Discourses and practices of good motherhood are continuously produced at international,
national, and local levels. As women bear the onus for practicing good motherhood, these
discourses charge women with caring for themselves and their children in specific ways.
However, in Central Malawi, the achievement of good motherhood is inhibited by a variety of
social and economic barriers including extreme poverty and marked gender inequalities. In this
context good motherhood discourses have the potential to produce expectations that are
unattainable for mothers in difficult socioeconomic environments. In light of these challenges,
this dissertation examines how women in Malawi understand and practice good motherhood.

This dissertation presents the findings of a qualitative study of motherhood in Central
Malawi conducted from January to October 2013. My study explores the ways that women in
one location in Central Malawi defined and understood good motherhood and then examines
how these local ideas intersected with constructions of good motherhood touted by public health
programs, in particular those promoted at pediatric health clinics called “Under-Five Clinics.” I
show that the specific vulnerabilities mothers faced in their daily lives—poverty, food insecurity,
and domestic abuse, for example—challenged the ways women were able to enact the specific
mothering practices advised by the Under-Five Clinics as well as by their own communities. To
deal with these challenges I suggest that women employed the concept of “trying,” producing a
rhetoric of trying to be a good mother in spite of a scarcity of resources, regardless of actual
success. By shifting the metric of good motherhood away from successful outcomes, “trying”
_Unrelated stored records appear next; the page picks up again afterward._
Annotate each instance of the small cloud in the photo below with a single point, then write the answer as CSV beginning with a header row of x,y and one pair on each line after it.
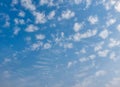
x,y
67,14
31,28
104,34
93,19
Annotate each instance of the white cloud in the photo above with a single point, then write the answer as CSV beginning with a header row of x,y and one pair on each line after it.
x,y
40,18
31,28
28,4
115,82
36,46
117,6
113,43
77,1
98,46
100,73
77,26
83,59
87,34
40,36
111,21
16,31
47,2
69,64
21,14
67,14
47,46
113,56
51,15
104,34
103,53
68,45
108,4
88,3
93,19
118,27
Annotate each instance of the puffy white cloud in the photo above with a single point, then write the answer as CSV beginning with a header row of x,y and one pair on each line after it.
x,y
51,15
103,53
113,56
98,46
40,36
113,43
36,46
28,4
31,28
104,34
87,34
77,26
93,19
77,1
118,27
88,3
40,18
21,14
100,73
16,31
111,21
115,82
67,14
117,6
47,46
68,45
46,2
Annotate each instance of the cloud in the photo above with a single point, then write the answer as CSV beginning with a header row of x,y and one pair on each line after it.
x,y
77,1
40,18
28,5
47,46
111,22
77,26
100,73
51,15
93,19
118,27
40,36
87,34
67,14
113,42
115,82
31,28
103,53
117,6
104,34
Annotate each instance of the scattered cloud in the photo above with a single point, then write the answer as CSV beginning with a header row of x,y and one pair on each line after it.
x,y
31,28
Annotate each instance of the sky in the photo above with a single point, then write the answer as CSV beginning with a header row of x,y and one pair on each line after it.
x,y
59,43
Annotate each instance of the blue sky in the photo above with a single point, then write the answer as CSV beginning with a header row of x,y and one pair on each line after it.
x,y
59,43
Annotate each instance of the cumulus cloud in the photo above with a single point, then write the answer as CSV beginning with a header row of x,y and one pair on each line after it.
x,y
118,27
40,18
87,34
115,82
100,73
51,15
77,1
77,26
31,28
117,6
28,4
104,34
47,46
93,19
40,36
67,14
103,53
allowed women to maintain the appearance of being a good mother within their community
despite dealing with severe socioeconomic barriers. I argue that in this way emphasizing “trying”
may constitute a means through which women are able to actively reframe good motherhood to
incorporate and respond to socioeconomic environments that are at odds with ideal expectations
of good motherhood.

By examining women’s own definitions of motherhood and their responses to public
health programming that attempts to define good motherhood, this study provides a critical look
at the impacts of public health agendas in local contexts, and especially how these programs
affect the women who are often the program’s targets. In particular, I suggest that the current
Under-Five Clinics’ use of discourses of responsibility and blame, which hold women solely
accountable for the health and well-being of their children, are ineffective public health strategies
that ignore both the extensive social aspects of good motherhood present in Central Malawi and
the scarce resources available to women to enact good motherhood practices.